Tekanan bertambah menyusul kekalahan telak sebelumnya 0-4 dari Bekasi City pada 12 September 2025.
Secara garis besar, PSPS Pekanbaru baru memainkan 2 laga di musim ini dan baru menorehkan 1 poin dari hasil seri kala menjamu PSMS Medan.
Menanggapi sorotan dan tuntutan dari pendukung, owner PSPS, Gede Widiade, menegaskan ia tak akan mengambil keputusan terburu-buru.

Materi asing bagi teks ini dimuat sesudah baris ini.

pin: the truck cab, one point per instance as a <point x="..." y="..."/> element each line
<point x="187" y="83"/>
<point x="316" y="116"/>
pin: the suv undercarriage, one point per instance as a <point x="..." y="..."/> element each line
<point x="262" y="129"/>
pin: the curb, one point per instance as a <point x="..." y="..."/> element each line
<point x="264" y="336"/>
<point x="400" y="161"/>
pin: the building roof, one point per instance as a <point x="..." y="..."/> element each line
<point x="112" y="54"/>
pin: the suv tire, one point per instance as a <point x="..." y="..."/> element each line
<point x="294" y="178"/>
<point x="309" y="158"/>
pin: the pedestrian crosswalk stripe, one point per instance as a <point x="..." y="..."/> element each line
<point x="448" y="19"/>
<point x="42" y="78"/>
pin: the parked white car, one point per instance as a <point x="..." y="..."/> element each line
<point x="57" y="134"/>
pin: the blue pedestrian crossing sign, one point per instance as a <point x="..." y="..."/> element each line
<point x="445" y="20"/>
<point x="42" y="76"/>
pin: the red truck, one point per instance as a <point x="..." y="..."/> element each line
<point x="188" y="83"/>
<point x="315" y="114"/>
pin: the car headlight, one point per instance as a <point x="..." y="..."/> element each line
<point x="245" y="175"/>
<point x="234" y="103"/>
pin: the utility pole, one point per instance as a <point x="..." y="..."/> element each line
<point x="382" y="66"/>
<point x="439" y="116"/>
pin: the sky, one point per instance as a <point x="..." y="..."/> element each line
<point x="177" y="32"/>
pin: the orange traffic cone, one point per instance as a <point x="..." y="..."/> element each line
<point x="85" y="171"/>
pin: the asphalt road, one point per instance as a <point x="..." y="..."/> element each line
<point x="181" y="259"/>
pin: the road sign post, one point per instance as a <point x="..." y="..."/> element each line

Gede mengatakan langkah pertama yang akan diambil adalah mengumpulkan laporan dan menggelar pertemuan seluruh elemen tim untuk menelisik akar permasalahan.
“Kita harus ketemu, dapat laporan, kelemahannya apa? Masalahnya apa? Soal memecat gampang, soal mutus gampang. Kalau yang biayain saya semua, sambil tidur aja kan bisa ngomong pecat. Tapi kan nggak bagus juga,” ujar Gede.
Ia memastikan akan memanggil seluruh tim dan bertemu di Jakarta untuk mendengar keterangan lengkap dari manajemen, pelatih, dan pemain sebelum menentukan langkah lanjutan.
“Nanti kan harus dipanggil semuanya, apa penyebabnya? Kita ketemu di Jakarta, saya pengen dengar apa laporannya, apa kekurangannya,” ucapnya.
Gede juga menegaskan pihak manajemen telah memenuhi kewajiban finansial kepada pemain dan staf sebagai bukti komitmen klub.
“Saya mencoba sebagai pemilik memenuhi segala kewajiban, gaji sudah tiga kali, sementara klub lain belum gajian, malah demo, malah tuntut-tuntutan, sedangkan kita sudah tiga kali gajian,” katanya.
Mengenai kritik dari suporter dan publik, Gede membuka ruang namun memberi batas tegas agar aspirasi tidak berujung anarkis.
“Saya sangat setuju dengan kritik, siapa yang melarang kritik. Kalau memang performanya jelek harus dikritik, kalau malah tidak dikritik, saya yang heran, kenapa tidak dikritik, harus wajib itu kritik. Tapi jangan anarkis, jangan berbuat pidana, jangan sampai pegang-pegang orang, jangan pukul orang,” tegasnya.
Ia menambahkan, apabila kritik bereskalasi menjadi tindakan anarkis atau tindak pidana, manajemen tak segan mengambil langkah ekstrem termasuk membubarkan klub.
“Kritik dari masyarakat supporter boleh, kritik pedas, kritik keras, kritik wajib, itu sangat boleh. Tapi kalau anarkis, berbuat pidana, saya bubarkan PSPS,” pungkas Gede.